I don't know very much about 5-Hour Energy. Claims to be more "natural" than other energy drinks - amino acids, B vitamins, and as much caffeine as a cup of coffee; low calorie, low sugar. I love the idea of boosting energy with a supplement rather than adding another drug. I'm not totally symptom-free, but it's been a good, productive day. Answered a bunch of emails, ordered textbooks, swam. Just having the mental clarity is huge. I'm hoping this energy supplement will help me get through classes -- starting in just a couple of weeks!

Right now I'm signed up for 5 classes at CLC, knowing that I can drop one if need be. The lineup is: Environmental Biology, History of Asia, Intro to Teaching, Film, and Speech. Nice.

The moral of the story: POTS is such a general description for a disorder so incredibly unique to each person, no two cases are identical. What causes a bad reaction for one person may be extraordinarily helpful for another. Find what helps you. My mantra: Whatever it takes.

Ah! And check out these freakishly stable numbers!
lying down .... 108/73 ..... HR 57
sitting up .......108/73 ...... HR 50
standing up ...116/79 ...... HR 57

Not. Even. Kidding. :)

I'll try to get to more emails etc tomorrow.

protein,
emma

Friday, August 7, 2009

Eye Of The Tiger - Survivor

Gotta keep writing. alsdkjfaklsfslkjf. agh. This sucks. Gotta do something about it.

I just finished reading When Bad Things Happen To Good People. I disagree somewhat with the author's main argument, but I like what he says about compassion. In crisis, more than ever, we need understanding and patience. Too often we're quick to judge a situation because we're afraid. We're human beings; we look for logic and patterns to explain or justify tragedy. But we don't have all the answers. Sometimes really, really, really bad stuff just happens. It's not fair.

The most meaningful gift we can give is to comfort each other, to know we're not alone.
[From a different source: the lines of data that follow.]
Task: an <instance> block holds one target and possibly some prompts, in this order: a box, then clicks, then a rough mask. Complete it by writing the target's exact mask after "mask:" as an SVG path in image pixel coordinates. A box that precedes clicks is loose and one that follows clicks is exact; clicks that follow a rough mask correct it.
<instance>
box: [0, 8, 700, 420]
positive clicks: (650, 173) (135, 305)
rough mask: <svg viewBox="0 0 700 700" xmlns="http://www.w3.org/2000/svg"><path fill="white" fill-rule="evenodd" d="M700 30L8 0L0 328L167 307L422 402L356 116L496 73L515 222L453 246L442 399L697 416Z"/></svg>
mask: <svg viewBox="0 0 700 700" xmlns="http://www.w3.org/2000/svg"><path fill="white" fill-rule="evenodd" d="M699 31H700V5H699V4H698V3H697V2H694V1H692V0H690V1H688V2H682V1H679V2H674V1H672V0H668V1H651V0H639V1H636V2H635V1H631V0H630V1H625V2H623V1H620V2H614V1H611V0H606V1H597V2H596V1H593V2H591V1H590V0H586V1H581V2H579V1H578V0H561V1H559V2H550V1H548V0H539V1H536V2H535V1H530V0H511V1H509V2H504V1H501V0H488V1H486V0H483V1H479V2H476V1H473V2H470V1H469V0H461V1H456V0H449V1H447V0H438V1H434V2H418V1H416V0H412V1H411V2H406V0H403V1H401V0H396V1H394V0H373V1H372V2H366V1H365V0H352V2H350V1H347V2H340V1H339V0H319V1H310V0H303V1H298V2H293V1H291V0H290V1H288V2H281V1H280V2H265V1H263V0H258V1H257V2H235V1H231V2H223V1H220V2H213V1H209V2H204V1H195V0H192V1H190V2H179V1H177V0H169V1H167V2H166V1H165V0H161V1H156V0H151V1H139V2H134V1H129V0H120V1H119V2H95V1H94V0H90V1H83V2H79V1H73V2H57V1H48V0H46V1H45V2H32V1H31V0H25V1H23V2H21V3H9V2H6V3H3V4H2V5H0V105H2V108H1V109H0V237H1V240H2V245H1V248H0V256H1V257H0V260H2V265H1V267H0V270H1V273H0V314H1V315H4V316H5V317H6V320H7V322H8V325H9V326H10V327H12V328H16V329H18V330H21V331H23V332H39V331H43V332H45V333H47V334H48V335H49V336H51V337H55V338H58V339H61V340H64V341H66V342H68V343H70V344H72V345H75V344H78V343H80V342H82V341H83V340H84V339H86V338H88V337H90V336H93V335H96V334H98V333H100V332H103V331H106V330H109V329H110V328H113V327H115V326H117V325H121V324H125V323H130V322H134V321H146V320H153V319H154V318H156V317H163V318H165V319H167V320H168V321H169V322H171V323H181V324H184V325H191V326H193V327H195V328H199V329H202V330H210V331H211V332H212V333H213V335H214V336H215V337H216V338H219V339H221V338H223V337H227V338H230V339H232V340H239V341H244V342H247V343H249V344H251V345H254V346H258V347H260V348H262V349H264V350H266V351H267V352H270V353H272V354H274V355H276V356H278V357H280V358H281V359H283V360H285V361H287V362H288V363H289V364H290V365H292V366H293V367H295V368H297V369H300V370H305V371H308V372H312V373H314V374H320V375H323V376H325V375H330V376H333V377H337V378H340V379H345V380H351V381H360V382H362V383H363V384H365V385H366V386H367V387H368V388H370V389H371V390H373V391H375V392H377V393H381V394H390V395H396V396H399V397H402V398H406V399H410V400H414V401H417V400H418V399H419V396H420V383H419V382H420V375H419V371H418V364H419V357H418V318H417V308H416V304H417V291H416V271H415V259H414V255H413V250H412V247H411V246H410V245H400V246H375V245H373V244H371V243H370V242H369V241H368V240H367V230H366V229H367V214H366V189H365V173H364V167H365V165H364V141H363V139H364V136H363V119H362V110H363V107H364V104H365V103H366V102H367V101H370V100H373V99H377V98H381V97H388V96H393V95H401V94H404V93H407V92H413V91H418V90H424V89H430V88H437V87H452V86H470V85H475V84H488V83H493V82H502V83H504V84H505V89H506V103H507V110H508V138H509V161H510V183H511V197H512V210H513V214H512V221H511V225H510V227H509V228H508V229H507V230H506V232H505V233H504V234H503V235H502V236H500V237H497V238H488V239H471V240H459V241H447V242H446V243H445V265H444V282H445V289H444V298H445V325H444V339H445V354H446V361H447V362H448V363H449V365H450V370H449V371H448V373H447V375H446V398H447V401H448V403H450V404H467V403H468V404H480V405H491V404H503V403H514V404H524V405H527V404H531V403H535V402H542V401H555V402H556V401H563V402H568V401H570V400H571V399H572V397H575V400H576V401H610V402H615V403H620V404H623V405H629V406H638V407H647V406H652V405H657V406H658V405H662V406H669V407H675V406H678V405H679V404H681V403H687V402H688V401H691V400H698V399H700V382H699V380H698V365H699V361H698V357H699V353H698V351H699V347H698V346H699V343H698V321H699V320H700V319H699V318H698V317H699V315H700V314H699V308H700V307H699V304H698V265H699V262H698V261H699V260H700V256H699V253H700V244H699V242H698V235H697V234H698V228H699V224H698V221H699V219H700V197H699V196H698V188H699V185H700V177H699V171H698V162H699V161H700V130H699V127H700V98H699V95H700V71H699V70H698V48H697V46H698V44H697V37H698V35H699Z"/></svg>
We're thinking of starting a support group locally and online for POTS patients. Too much suffering going on here. Time to get some federal funding for POTS research. Time for change. Stay tuned.

Have a great weekend, everyone!

peace,
emma

Tuesday, August 4, 2009

Hold On - Good Charlotte

Time to catsup. (Or perhaps tomato sauce, if you're in Australia.)

Saturday was really weird. After a string of mostly good days, suddenly I just felt awful. My numbers were lookin sharp (124/81!) but I was in bed all day. I wrote that I felt "numb and hollow." Considering I don't even remember writing that, I'm going to guess my description was pretty accurate.

We had the fam-friend crew over that night. I was afraid I wouldn't be able to do much, but we ended up having a ton of fun. My favorite are the moments when I'm laughing so hard that for a couple of minutes, I forget I'm sick. :)

Sunday, crummy, but swam a little anyway. The chest pain is the worst. Yesterday was a little better. Weird dreams. Glad to see my temperature back down again - 97.9 - yeah! Today I got my butt kicked in water aerobics. I feel enlightened. BP's kinda low, looking into it. Brain's foggy. Trying to sort out some school affairs. Still doing the tilt-training for at least 30 minutes twice a day. Tiring, but worth it.

phew. that's all I got.

later, skaters.
emma


"And if I had $1000000, we wouldn't have to eat Kraft dinner. But we would eat Kraft dinner. Of course we would, we'd just eat more. And buy really expensive ketchups... like the fanciest... Dijon ketchups! Mmhm! Hmhm!"

Sunday, August 2, 2009

Stronger - Kanye West

And then there are days that threaten to rip you apart from the inside.

Titles this month will feature songs with strength-inspiring lyrics.